Over the next couple of days the system rapidly intensified before the JTWC reported early on 8 May, that the system had peaked with 1-minute sustained windspeeds of 230 km/h, which made the system equivalent to a category 4 hurricane on the Saffir–Simpson hurricane wind scale. At around the same time the IMD also reported that the cyclone had peaked as a Super Cyclonic Storm, with 3-minute sustained wind speeds of 127 kn and an estimated central pressure of 920 hPa. By this time the system was located about 150 km to the northeast of Madras and was moving northwards slowly. Later that day as the ship Visvamohini moved through the systems eye region, it measured a central pressure of 912 hPa, which the IMD reported would be one of the lowest central pressures ever measured in the Bay of Bengal if it was correct. The system subsequently weakened and had become a Very Severe Cyclonic Storm by the time it made landfall during 9 May, near the mouth of the Krishna River in southern Andhra Pradesh. The system subsequently moved north-westwards and gradually weakened further, before it was last noted during 11 May, by both the IMD and JTWC.

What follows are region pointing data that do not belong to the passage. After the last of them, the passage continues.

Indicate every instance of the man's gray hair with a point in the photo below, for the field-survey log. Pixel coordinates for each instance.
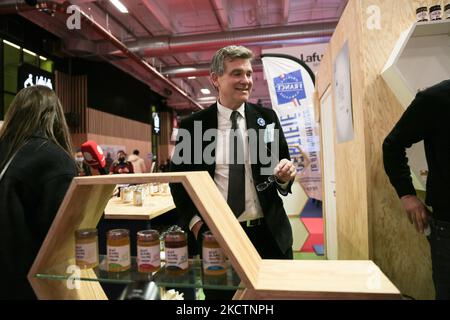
(231, 53)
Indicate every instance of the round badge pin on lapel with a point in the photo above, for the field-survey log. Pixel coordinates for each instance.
(261, 122)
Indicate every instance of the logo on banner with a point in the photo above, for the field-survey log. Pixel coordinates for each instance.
(289, 87)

==Preparations and impact==

===Preparations===
As a result of timely warnings issued by the IMD, the Indian government was able to launch an evacuation campaign and order that all fisherman return to shore. This led to more than 150,000 people being evacuated to relief camps which had been set up on higher ground. Due to the thorough preparations, there was fewer deaths than in the 1977 Andhra Pradesh cyclone.

===Impact===
On Edurumondi Island over 7,000 people were left stranded after they refused to evacuate. The island itself was reported to have experienced the full brunt of the system. However, all of the residents reportedly sought protection within a shelter provided by the government. The cyclone had a significant effect on India, with storm surge tides as high as 4.9 meters (16 ft) above normal. Consequently, over 100 villages were submerged in water and destroyed. At least 967 people were killed by the cyclone; most of the deaths occurred when houses made mostly out of mud and straw collapsed. Other people were killed when electrical wires were knocked down and while some people were carried away by flooded rivers. The storm left at least 3 million people homeless, while over 100,000 farm animals were killed. At least 435000 acre of rice paddies were destroyed along with huge tracts of mango and banana trees. The total damage to crops and property was estimated at over $600,000,000 (1990 USD). The cyclone was described as the worst disaster in southern India since the 1977 storm. Sea water contaminated fresh drinking wells, prompting warnings about outbreaks of Cholera and Typhoid as many people were drinking and cooking with water from the drains which was causing stomach disorders.

====Tamil Nadu====
Overall the cyclone only caused minor damage to Tamil Nadu with the worst affected area being the district of Chengalpattu, where one of the old shrines of Kasiviswanathar Temple collapsed as high waves hit the coast. A large number of huts were also washed away by the waves, while six deaths were reported in the state.

==Aftermath==
On 11 May, two days after the cyclone had hit, the Indian Government launched a massive relief and rescue operation. The Indian Army and Naval helicopters took surveys of areas affected by the cyclone, and also dropped food packets. Although the Indian Government did not request international assistance, the Red Cross provided food, oil, medicines and water tanks for the affected families; the Commission on Inter-Church Aid, Refugee and World Service (CICARWS) at the World Council of Churches issued an appeal for $262,000 (1990 USD) so they could provide immediate needs with World Vision providing $160,000 (1990 USD) for food blankets and utensils.